Seine Rolle als literarische und moralische Instanz, als Held der Erinnerungskultur und Gedenktagsredner macht ihn zunehmend „holocaustmüde“. Sogar den „Literarischen Hauptgewinn“ 2002 glaubt er nicht zuletzt dieser Rolle zu verdanken und leidet nicht nur unter den „erwürgenden Anforderungen des Ruhms“, sondern vor allem in Ungarn noch vehementer unter Neid und Missgunst: Noch nie im Leben habe ich soviel Niedertracht erfahren wie seit der Verkündung meines Nobelpreises.

Ungarn, dieses „verlorene Land“, war und ist ihm nie Heimat geworden, obwohl er gesteht, aus dieser Brühe, diesem Sumpf seinen Stoff zu schöpfen. Zur ungarischen Literatur will er aber nicht gehören, vielmehr reiht er sich ein in die jüdische Literatur Osteuropas, die von der Ausrottung der europäischen Juden erzählt. Doch auch seine jüdische Identität ist keine ganz ungebrochene, religiös ist er nie gewesen, am ehesten fühlt er sich als „Galut-Jude“, dessen starke emotionale Bindung zu Israel in vielen eindeutigen Äußerungen spürbar wird. Hoffentlich nicht prophetisch, aber klug und hellsichtig sind diese Bemerkungen wie überhaupt seine politischen und historischen Einschätzungen.

Letztlich ist dieses Diarium aber nicht nur die sehr persönliche Chronik eines kritischen Zeitgenossen, sondern auch ein literarisches Arbeitsprotokoll, in dem ein Schriftsteller bei schwindender Schaffenskraft verzweifelt um sein Werk ringt. Den Roman Liquidation kann er noch beenden, die Verfilmung seines Roman eines Schicksallosen begleiten, am Dossier K. arbeiten. Seine Parkinson-Erkrankung macht ihm jedoch das gewohnte Schreiben unmöglich, Kämpfe mit dem Computer rauben ihm wertvolle Arbeitszeit, Müdigkeit, Depressionen, Schlaflosigkeit die Lebenslust. Das Schreiben: ein Wettlauf mit der tickenden Uhr, stellt er bereits 2003 fest.

Trost, Freude, ja Glück findet Kertész in der Musik, bei Mahler, Schönberg, Bartók. Mit seinem Landsmann György Ligeti verband ihn in dessen letzten Lebensjahren ein zwiespältiges persönliches Verhältnis.

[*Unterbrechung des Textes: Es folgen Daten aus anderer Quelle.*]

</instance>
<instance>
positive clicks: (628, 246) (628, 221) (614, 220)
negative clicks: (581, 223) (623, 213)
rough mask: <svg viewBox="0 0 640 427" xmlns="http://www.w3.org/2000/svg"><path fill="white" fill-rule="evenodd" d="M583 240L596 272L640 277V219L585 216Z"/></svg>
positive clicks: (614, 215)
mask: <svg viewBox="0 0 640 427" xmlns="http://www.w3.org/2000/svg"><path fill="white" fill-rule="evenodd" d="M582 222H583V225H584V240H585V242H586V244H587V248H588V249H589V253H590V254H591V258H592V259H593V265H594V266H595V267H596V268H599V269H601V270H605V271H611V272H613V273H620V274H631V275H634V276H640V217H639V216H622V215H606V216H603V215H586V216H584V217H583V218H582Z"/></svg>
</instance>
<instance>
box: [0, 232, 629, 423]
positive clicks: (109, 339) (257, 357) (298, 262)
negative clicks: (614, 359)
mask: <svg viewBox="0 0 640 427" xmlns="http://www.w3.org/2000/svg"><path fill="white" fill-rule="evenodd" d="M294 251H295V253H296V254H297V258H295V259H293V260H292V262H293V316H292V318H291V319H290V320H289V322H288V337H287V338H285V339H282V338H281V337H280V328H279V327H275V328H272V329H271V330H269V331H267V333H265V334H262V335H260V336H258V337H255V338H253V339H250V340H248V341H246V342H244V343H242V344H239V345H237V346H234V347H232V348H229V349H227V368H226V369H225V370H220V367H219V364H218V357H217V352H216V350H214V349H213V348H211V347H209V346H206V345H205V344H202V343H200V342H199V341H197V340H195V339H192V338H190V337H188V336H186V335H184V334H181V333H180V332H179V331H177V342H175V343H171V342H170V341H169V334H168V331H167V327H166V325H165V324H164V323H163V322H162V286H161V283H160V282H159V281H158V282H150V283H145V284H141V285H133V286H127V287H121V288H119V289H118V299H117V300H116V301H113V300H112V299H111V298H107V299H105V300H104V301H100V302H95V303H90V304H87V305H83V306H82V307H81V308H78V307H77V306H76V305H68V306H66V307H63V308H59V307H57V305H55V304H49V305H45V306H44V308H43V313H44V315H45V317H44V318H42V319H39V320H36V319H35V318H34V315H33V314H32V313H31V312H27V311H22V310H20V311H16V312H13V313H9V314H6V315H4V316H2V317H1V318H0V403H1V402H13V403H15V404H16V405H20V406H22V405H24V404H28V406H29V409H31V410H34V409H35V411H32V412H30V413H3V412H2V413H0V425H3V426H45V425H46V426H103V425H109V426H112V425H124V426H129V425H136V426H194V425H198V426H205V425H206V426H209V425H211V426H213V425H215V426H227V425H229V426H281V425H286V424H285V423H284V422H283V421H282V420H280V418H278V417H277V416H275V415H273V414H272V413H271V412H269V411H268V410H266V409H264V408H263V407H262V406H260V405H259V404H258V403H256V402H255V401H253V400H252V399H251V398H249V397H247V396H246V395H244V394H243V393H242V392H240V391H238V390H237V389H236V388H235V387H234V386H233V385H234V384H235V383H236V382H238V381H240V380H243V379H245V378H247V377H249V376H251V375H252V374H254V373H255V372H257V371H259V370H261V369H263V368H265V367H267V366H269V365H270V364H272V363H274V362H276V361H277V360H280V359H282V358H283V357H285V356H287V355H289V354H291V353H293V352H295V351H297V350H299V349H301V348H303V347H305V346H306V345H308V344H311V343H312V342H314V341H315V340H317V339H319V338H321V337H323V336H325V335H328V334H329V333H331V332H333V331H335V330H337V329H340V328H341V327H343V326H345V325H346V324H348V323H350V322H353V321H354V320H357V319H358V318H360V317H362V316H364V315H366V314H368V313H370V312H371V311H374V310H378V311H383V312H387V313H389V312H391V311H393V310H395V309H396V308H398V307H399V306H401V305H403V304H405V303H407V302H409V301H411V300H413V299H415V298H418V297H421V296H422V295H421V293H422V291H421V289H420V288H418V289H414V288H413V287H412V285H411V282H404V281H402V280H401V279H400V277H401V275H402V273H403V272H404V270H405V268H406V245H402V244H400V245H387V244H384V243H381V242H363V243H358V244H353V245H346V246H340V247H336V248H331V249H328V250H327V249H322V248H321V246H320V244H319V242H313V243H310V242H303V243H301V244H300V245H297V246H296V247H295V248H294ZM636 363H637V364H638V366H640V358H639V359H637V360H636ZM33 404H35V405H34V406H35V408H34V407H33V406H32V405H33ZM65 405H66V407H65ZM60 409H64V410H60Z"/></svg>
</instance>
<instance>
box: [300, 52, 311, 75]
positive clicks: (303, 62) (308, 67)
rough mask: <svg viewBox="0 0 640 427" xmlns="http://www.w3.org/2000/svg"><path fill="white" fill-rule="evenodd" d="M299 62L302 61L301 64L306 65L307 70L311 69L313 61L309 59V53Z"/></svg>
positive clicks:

Auch nicht immer reibungslos gestaltet sich der Ehealltag mit Magda, seiner zweiten Frau und offenbar der großen Liebe seines späten Lebens. Sie zieht es nach Budapest zu Sohn und Enkelkindern, er aber kann mit Familie und „Fortpflanzung“ überhaupt nichts anfangen und verlässt Berlin, wo er sich zu hause fühlt, nur widerwilligst.

Da nur Schreiben für ihn eigentlich Leben bedeutet, alles andere empfindet er als trivial, führt ihn seine abnehmende Leistung, die er so gnadenlos registriert wie seinen körperlichen Verfall, näher an den Tod heran. Dabei wird die ständige Todeserwartung und Todesbereitschaft ein immer dominanteres Leitmotiv dieses „Todestagebuchs“, das mit dem letzten Wort „Exit“ im Sommer 2009 verstummt.

Ein erschütterndes, tief berührendes, altersweises Buch, das man nur schwer aus der Hand legen kann. Es ist gleichsam Imre Kertész’ eigener Nachruf zu Lebzeiten, der rückblickend auch sein gesamtes großes Werk vom Ende her anleuchtet.